A few chuckles from your IT people around the Facebook campfire

by | Oct 8, 2021 | Web

We all had a few chuckles around here when we learned the reasons for the Facebook outage on Monday.

Datacenters use something called BGP (Border Gateway Protocol), a way for routers on the internet to learn the fastest path for traffic to take, learn when a circuit may be down, and re-route traffic as needed.  We run BGP in our datacenter, and it’s pretty important.

What someone at Facebook did was the equivalent of cutting themselves off at the knees… They deleted the advertised BGP information, and with no way for traffic to reach Facebook, essentially everything was down.  Hilarious, at least to the IT crowd, because we understand what they are going to have to go through to fix it.

Facebook’s VP of Infrastructure blogged about this here, and said in part: “it was not possible to access our data centers through our normal means because their networks were down… we sent engineers onsite to the data centers to have them debug the issue and restart the systems. But this took time, because these facilities are designed with high levels of physical and system security in mind. They’re hard to get into, and once you’re inside, the hardware and routers are designed to be difficult to modify even when you have physical access to them. So it took extra time to activate the secure access protocols needed to get people onsite and able to work on the servers.

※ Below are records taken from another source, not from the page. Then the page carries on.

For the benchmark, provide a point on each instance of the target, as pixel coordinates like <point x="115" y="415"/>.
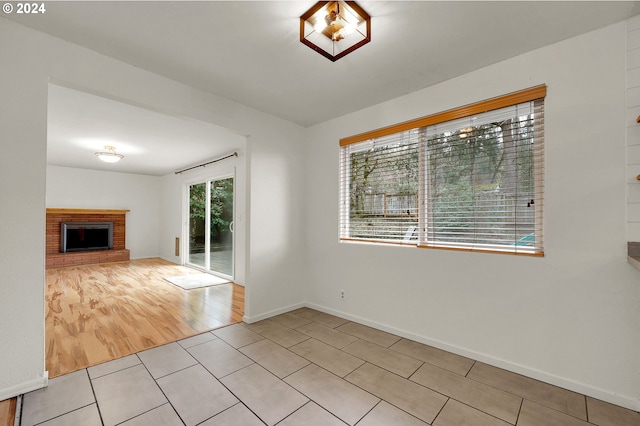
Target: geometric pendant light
<point x="335" y="28"/>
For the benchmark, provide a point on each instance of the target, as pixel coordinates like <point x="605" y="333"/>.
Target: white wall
<point x="29" y="61"/>
<point x="633" y="129"/>
<point x="92" y="189"/>
<point x="572" y="317"/>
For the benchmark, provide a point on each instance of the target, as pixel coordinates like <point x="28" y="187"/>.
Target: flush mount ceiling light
<point x="335" y="28"/>
<point x="109" y="156"/>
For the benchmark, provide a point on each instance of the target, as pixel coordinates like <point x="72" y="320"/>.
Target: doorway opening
<point x="210" y="226"/>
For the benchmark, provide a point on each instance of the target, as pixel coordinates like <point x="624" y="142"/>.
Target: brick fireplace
<point x="55" y="259"/>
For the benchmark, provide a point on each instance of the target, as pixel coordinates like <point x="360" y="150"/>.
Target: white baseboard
<point x="563" y="382"/>
<point x="22" y="388"/>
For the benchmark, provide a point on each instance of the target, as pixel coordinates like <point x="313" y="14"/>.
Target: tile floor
<point x="307" y="368"/>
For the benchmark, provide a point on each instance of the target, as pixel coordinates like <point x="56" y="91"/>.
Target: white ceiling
<point x="80" y="124"/>
<point x="250" y="52"/>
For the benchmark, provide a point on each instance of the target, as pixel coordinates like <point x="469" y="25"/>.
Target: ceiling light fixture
<point x="335" y="28"/>
<point x="110" y="155"/>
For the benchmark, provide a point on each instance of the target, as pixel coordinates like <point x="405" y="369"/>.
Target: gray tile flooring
<point x="307" y="368"/>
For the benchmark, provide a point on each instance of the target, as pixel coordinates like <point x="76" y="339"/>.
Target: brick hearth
<point x="55" y="259"/>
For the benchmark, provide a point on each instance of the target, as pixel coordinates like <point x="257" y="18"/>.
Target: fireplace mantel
<point x="55" y="259"/>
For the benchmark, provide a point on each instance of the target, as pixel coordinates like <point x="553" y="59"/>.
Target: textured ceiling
<point x="250" y="52"/>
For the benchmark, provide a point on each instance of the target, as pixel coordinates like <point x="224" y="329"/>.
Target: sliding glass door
<point x="211" y="226"/>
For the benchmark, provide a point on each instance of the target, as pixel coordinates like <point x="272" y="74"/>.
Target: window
<point x="469" y="178"/>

So someone had to break in (or use the break-glass account) behind which there were additional layers of physical and logical security that had to be overcome.  We’ve had to do similar things in the past, but not at this scale.  I can recall an incident where we needed to gain access to our datacenter when a backup power system had failed, but the access control system was on the failed system, so we couldn’t get in to fix the problem.  It has since been made redundant.

He closed with the following statement: “We’ve done extensive work hardening our systems to prevent unauthorized access, and it was interesting to see how that hardening slowed us down as we tried to recover from an outage caused not by malicious activity, but an error of our own making.